Your and your wife had an agreement that she would pop out babies and be a SAHM, right?

The OP has no such agreement with her husband. And the last time I checked, men cannot pop out babies. So not only is her husband not popping babies, he also is not taking care of the house, etc.

There have been men on TAM who expect their wife to work, that was the agreement they had. A couple makes this decision together.... not unilaterally.


----------



## WorkingOnMe (Mar 17, 2012)

Agreement? Lol no I was informed. No matter. It's what we do.


----------



## EleGirl (Dec 3, 2011)

WorkingOnMe said:


> Agreement? Lol no I was informed. No matter. It's what we do.


We do? Who is we?


----------



## WorkingOnMe (Mar 17, 2012)

EleGirl said:


> We do? Who is we?



You and me apparently.


----------



## EleGirl (Dec 3, 2011)

WorkingOnMe said:


> You and me apparently.





WorkingOnMe said:


> Agreement? Lol no I was informed. No matter. It's what we do.

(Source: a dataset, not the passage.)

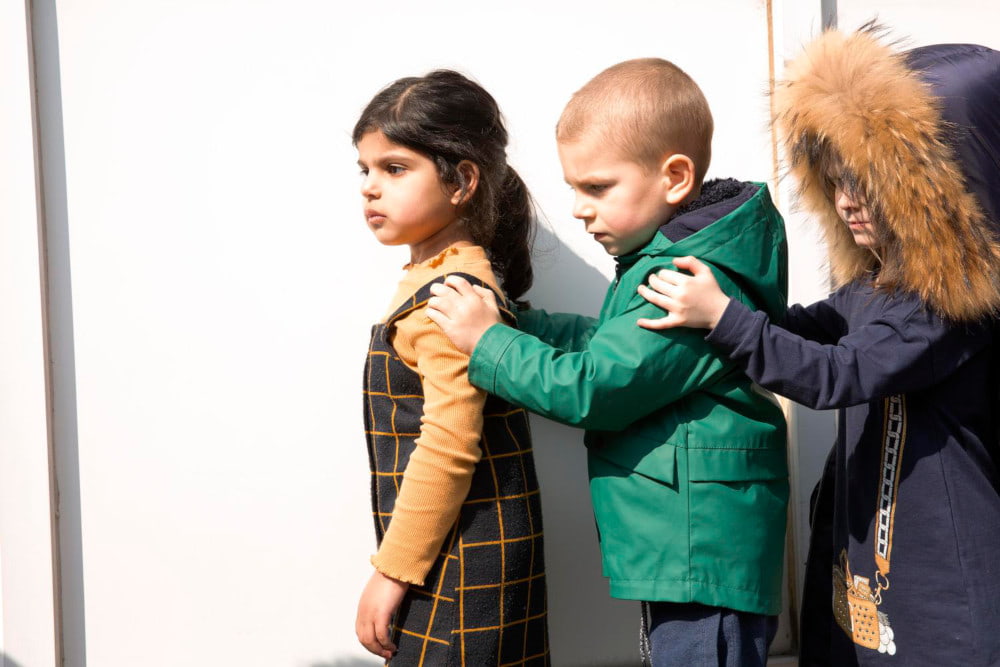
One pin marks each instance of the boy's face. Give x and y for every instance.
(621, 203)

Nope, you and I don't do anything.

Who is the "we" in that last sentence? It is not clear.


----------



## WorkingOnMe (Mar 17, 2012)

We are the people who are expected to take on the responsibility of being a provider whether we want it or not. Mostly that means men although occasionally a woman such as yourself gets thrown in.


----------



## sunvalley (Dec 4, 2011)

singleincome40yroldkid said:


> I guess I just find the whole thing extremely selfish


It *is* selfish.



singleincome40yroldkid said:


> ... and I don't understand how when being in a partnership that there is no consideration. I mean - that's a big deal! How does that decision get made alone!?


It IS a big deal ... and there was no consideration of you. 

This kind of situation happens when the selfish person decides they just don't want to be a grownup anymore ... and they want everyone else to take care of them while they find themselves ... find the perfect job (which doesn't exist) ... play video games 18 hours a day ... start affairs. Whatever the case may be in their minds. (Please understand I am *not* accusing your husband of starting affairs.) And believe me, he'll try justifying it seven ways from Sunday.

I'm curious now, though. Has he been/was he like this throughout your dating and marriage? Not necessarily with work .... but in other areas. Just up and quitting things without discussing it with you?


----------



## EleGirl (Dec 3, 2011)

WorkingOnMe said:


> We are the people who are expected to take on the responsibility of being a provider whether we want it or not. Mostly that means men although occasionally a woman such as yourself gets thrown in.


Today, 40% of women married women earn more than their husbands and 70% of married women work to help provide for their families.

This does not cover the sizable number of single mothers.

And 51% of women are not married. So clearly, very few women today are supported by men.

I think that things have changed a lot since the 1950's.


----------



## unsure78 (Oct 17, 2011)

WorkingOnMe said:


> Same thing happened to me OP. Wife laid off, next thing you know she's popping out kids and I'm the sole support for a family of five. Of course men are supposed to accept it. It's all great until you realize what equal really means.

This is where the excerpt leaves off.